Transformers #32 // Review
Ultra Magnus, Elita and their allies ave made it behind enemy lines. Cliffjumper was able to get into the area with te rest completely undetected. Getting in was easy. Getting out is going to be a much different matter altogether. Times are desperate and survival is in question. If they’re going to be able to survive, they’re going to have to remain undetected in Transformers #32. Writer Robert Kirkman plays with a few toys from the 1980s with artist Jason Howard and colorist Mike Spicer. Kirkman is working on premises that have been floating around theTransformers property for a long time.
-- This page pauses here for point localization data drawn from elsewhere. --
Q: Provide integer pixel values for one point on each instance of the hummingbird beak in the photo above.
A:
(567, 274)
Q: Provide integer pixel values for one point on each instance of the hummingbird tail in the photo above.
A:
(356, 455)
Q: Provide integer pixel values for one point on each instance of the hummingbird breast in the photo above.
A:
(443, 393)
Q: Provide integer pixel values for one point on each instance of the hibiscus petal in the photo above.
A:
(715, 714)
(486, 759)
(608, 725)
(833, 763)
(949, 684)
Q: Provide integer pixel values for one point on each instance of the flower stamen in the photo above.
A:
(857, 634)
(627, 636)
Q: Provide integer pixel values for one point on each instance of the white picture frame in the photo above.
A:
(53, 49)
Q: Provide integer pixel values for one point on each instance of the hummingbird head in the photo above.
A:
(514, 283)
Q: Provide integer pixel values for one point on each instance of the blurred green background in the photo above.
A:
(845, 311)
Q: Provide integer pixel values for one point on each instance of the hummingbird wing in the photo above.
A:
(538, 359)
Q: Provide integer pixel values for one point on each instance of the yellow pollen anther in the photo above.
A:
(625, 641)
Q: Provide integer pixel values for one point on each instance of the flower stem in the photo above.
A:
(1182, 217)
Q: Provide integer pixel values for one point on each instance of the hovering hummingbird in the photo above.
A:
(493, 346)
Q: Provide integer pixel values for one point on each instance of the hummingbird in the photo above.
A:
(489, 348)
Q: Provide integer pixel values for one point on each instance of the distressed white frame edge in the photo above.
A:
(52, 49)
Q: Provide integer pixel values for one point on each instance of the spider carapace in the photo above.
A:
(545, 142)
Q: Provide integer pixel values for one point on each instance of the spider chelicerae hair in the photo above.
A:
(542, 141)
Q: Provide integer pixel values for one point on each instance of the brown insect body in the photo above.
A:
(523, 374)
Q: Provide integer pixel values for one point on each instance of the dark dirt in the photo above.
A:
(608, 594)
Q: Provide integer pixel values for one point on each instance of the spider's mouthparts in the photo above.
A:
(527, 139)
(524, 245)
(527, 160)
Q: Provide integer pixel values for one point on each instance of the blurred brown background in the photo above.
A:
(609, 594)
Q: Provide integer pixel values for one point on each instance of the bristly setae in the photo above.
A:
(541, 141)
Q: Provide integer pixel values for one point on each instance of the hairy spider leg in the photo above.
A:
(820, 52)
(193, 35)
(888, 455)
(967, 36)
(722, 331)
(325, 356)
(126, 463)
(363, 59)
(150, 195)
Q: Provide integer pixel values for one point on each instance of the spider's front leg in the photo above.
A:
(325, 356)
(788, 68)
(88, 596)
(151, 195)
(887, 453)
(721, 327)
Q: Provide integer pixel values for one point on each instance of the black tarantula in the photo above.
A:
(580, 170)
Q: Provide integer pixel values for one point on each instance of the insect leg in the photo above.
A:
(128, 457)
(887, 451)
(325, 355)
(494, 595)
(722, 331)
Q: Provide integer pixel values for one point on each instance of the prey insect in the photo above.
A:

Shockwave appears leading an opposing force of Decepticons. It comes as something of a shock that he’s still standing. He claims to be held together with hatred and spite. There’s no way anyone is going to be able to crush that. Still...since she went Prime, Elita has a power literally within her that could crush practically ANYTHING. The Decepticons are going to have their hands full in trying to crush the Autobots even it they ARE behind enemy lines.
Kirkman’s not really adding anything new. And the problems of anything set on the Cybertron always end up overcoming anything that might actually be entertaining about action. That's actually set there. There's a tremendous amount of potential in exploring war on a planet entirely populated by cybernetic organisms that can change form. Kirkman only handles it on the most rudimentary Saturday morning animated level. And that's perfectly fine because that's exactly where this particular franchise started. But there's so much more room for so much more potential in the way of sci-fi action that would go well beyond the humble beginnings of a franchise like this. Kirkman totally failed to do anything more than an echo what's been done before.
The art seems to defuse so many different aspects of the franchise and interesting ways. On the one hand, it's hard not to see these characters and see them rendered in a way that seems true to the original toys. At the same time, there's a kind of photorealism about some of the line work that really feels like it's drawn directly from the vehicles that these toys were based on. The visual conception of an alien planet isn't really all that present on the page, though. So much of it is just focused on the conflict between these robots.
Voice Actor Corey Burton did a hell of a job on the original animated series. He voiced Shockwave on that original series. It's hard to read the character’s dialogue some 40 years later and not hear his voice. So much of the series has evolved in so many different ways over the years. There was something about aspects of that original animated series that continues to resonate to this day. It really might be a major factor as to why the franchise has persisted for so long. The talent involved in that original animated series was just so good.